Optimizing Antibiotics for Uncomplicated Gram-Negative Bacteremia Post-Organ Transplant

by Chief Editor

Oral Antibiotics Show Promise in Treating Uncomplicated Gram-Negative Bacteremia Post-Organ Transplant

A retrospective study published in the Clinical Infectious Diseases journal suggests that oral step-down therapy is effective and safe for managing uncomplicated gram-negative bacteremia in organ transplant recipients. The study, conducted by researchers from Massachusetts General and Brigham and Women’s Hospital over a five-year period, compared the outcomes of patients who switched to oral antibiotics with those who received full intravenous therapy.

The primary endpoints of the study, which were mortality, bacteremia recurrence, and restarting intravenous antibiotics, showed no significant differences between the two groups. However, patients who transitioned to oral antibiotics had a significantly shorter hospital stay, with an average reduction of 1.97 days (p = 0.005).
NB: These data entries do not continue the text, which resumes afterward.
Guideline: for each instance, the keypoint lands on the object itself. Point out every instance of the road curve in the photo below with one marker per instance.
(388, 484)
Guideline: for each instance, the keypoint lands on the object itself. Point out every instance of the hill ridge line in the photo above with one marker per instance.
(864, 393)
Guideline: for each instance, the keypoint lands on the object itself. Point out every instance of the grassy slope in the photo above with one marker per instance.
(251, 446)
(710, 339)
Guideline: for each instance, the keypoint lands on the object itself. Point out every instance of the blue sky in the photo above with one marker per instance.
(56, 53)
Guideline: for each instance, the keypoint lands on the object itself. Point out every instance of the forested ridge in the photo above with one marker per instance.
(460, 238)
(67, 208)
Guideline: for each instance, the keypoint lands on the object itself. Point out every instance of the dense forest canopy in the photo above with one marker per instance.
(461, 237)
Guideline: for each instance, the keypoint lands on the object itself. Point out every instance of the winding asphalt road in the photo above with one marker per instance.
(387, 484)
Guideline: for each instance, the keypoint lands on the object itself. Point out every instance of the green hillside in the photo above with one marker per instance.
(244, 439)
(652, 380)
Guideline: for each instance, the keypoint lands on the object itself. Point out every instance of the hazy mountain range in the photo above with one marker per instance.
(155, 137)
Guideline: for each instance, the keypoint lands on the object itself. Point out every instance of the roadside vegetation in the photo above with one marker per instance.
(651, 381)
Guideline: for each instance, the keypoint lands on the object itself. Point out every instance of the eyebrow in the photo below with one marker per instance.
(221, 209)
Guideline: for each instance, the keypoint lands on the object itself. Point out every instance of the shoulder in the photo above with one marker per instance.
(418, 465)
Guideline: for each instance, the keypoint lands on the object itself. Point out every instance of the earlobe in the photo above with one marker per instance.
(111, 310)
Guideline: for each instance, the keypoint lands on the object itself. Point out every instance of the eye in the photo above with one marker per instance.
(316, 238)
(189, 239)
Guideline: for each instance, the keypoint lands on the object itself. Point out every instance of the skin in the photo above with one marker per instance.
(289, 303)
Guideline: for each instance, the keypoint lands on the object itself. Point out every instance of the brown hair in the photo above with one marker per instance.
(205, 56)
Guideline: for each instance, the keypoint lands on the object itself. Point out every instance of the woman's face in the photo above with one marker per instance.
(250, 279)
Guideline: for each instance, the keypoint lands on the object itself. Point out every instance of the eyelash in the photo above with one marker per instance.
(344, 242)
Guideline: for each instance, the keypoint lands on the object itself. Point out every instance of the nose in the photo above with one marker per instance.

Moreover, the intravenous group had a substantially higher risk of complications. They had an 8.4 times greater chance of developing a Clostridioides difficile infection (p = 0.015) and a 6.4 times higher risk of other treatment-related complications (p = 0.002). Additionally, 55% of patients in the intravenous group required a tunneled central venous catheter. Despite these differences, the total duration of treatment did not vary between the groups.

This study adds to the evidence supporting the use of oral step-down therapy as an effective and safe alternative for managing certain types of bacteremia in post-transplant patients.